Roma, 14 giu – Per le grandi imprese non quotate, con fatturati superiori ai 100 milioni di euro, l’apertura della governance e il ricambio ai vertici hanno un impatto positivo sui risultati “ma sono passi ai quali le imprese non si decidono ancora abbastanza”. E’ quanto emerge dall’Osservatorio sulla governance delle imprese non quotate, realizzato da SDA Bocconi School of Management, Banca Generali e PwC TLS Avvocati e Commercialisti, in collaborazione con Cerved.
L’Osservatorio ha analizzato 2.831 grandi imprese non quotate (e 224 quotate a scopo di benchmark) dal 2012 al 2017.
“L’apertura del CdA a consiglieri outsider ha effetti decisamente più positivi sulle imprese non quotate che su quelle quotate, forse perché, per queste ultime, si tratta ormai di una caratteristica diffusa” sottolinea la ricerca rilevando che il ROE adj (redditività del capitale) delle aziende che inseriscono un outsider supera di 0,9 punti quello delle altre e il ROA adj (Rendimento delle attività) migliora di 0,26 punti rispetto all’anno precedente l’ingresso.
Lo stesso vale per l’apertura a consiglieri più giovani: la variazione del ROA adj diminuisce di 0,4 punti quando il cda ha un’età media maggiore di 10 anni rispetto alle altre imprese. Sia nel caso dell’apertura agli outsider, sia nel caso del ringiovanimento, si tratta di decisioni prese molto spesso quando le performance sono negative.
Oltre a questo la presenza di consiglieri esterni “facilita la successione della leadership aziendale, un evento che le imprese, soprattutto familiari, sono restie ad attuare, ma che l’evoluzione demografica dei leader d’impresa italiani e le sue conseguenze su redditività e crescita rendono sempre più urgente”.

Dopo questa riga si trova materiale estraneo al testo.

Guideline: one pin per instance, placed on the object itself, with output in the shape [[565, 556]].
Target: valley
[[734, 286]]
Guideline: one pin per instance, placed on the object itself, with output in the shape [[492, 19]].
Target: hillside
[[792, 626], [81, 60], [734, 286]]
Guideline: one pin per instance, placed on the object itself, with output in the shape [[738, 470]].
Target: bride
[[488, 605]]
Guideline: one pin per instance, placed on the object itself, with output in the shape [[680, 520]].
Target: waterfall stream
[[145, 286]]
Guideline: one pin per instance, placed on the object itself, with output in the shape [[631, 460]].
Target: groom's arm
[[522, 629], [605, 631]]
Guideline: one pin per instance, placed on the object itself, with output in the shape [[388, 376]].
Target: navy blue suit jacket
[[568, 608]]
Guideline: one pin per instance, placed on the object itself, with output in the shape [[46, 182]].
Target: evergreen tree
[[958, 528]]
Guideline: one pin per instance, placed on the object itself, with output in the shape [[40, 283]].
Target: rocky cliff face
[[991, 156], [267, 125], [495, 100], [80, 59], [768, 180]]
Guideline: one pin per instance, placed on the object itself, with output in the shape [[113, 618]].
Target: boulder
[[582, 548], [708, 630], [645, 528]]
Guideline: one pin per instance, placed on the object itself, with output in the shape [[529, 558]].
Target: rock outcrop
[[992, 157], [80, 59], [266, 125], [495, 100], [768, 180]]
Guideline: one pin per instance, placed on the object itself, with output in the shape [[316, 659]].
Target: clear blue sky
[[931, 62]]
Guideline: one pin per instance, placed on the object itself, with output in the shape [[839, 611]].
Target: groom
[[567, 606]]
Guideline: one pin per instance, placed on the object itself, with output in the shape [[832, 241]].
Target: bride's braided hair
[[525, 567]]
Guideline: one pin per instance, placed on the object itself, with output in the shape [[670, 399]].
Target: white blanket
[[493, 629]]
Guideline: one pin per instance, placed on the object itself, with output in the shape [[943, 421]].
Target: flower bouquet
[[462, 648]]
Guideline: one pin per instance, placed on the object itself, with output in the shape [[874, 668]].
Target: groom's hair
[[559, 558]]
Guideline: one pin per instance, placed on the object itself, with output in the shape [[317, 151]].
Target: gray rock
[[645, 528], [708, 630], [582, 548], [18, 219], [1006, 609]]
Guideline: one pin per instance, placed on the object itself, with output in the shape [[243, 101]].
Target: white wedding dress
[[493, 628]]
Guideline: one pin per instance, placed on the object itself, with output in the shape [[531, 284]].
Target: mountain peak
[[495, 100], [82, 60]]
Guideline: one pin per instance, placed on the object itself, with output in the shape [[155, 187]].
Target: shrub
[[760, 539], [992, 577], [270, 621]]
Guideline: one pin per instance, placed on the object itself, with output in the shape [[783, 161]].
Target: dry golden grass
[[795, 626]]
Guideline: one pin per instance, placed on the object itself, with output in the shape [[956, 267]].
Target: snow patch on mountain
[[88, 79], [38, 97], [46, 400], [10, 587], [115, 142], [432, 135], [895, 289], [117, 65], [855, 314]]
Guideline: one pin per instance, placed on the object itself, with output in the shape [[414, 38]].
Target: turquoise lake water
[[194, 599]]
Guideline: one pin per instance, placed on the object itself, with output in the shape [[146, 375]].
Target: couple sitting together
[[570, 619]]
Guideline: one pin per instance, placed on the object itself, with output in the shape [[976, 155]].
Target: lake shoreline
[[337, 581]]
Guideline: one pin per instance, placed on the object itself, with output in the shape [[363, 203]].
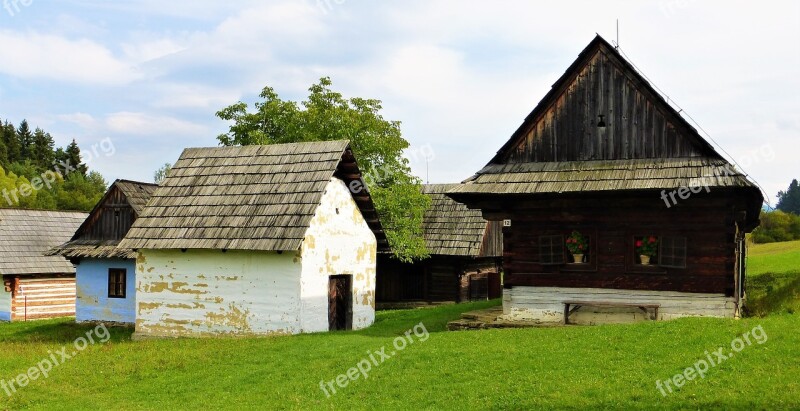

Nel 2012 i leader ottantenni erano 107, nel 2017 erano diventati 178 e l’impatto sulla performance si fa sentire: dopo i 70 anni si registrano un ROA adj inferiore di 0,74 punti e una crescita del ROE adj inferiore di due punti. Dopo i 70 anni del leader, inoltre, la crescita media delle imprese si riduce drasticamente, dal 14% medio all’8,4% dei leader ultra-settantenni. Le imprese familiari, inoltre, hanno una probabilità di successione che è un quinto di quella delle altre imprese, e che si riduce soprattutto quando il leader è anche fondatore (-52%) e quando è un membro della famiglia (-73%).
I dati dell’Osservatorio suggeriscono “la necessità di accelerare il processo di sviluppo di un mercato dei consiglieri e il benchmark con le società quotate sui mercati AIM (Mercato Alternativo del Capitale) e MTA (Mercato Telematico Azionario) suggerisce, per le aziende non quotate, l’utilità di apprendere da quelle più strutturate. Una società non quotata che conti, tra i propri consiglieri, professionisti che hanno incarichi anche in aziende quotate, ottiene risultati migliori di chi non ne ha”.
Il mercato dei consiglieri di amministrazione delle società non quotate rimane invece ancora strutturato su base relazionale e registra una scarsa mobilità geografica. Dei 9.608 consiglieri mappati, nel 2017 solo 350 erano stranieri e concentrati soprattutto nelle aziende a controllo finanziario e nelle società operative, a testimonianza del loro probabile ruolo di consulenti nella penetrazione di mercati esteri.
Anche l’apertura del CdA a consiglieri outsider tende ad avvenire quando le performance sono peggiori e, anche in questo caso, gli effetti dell’apertura sono positivi per la successione nella leadership e per le performance.
“Nel complesso, dunque – conclude la ricerca – gli assetti proprietari e le scelte di governance risultano decisivi per il successo aziendale e necessitano di attenta pianificazione, a maggior ragione in un ambiente sempre più difficile”.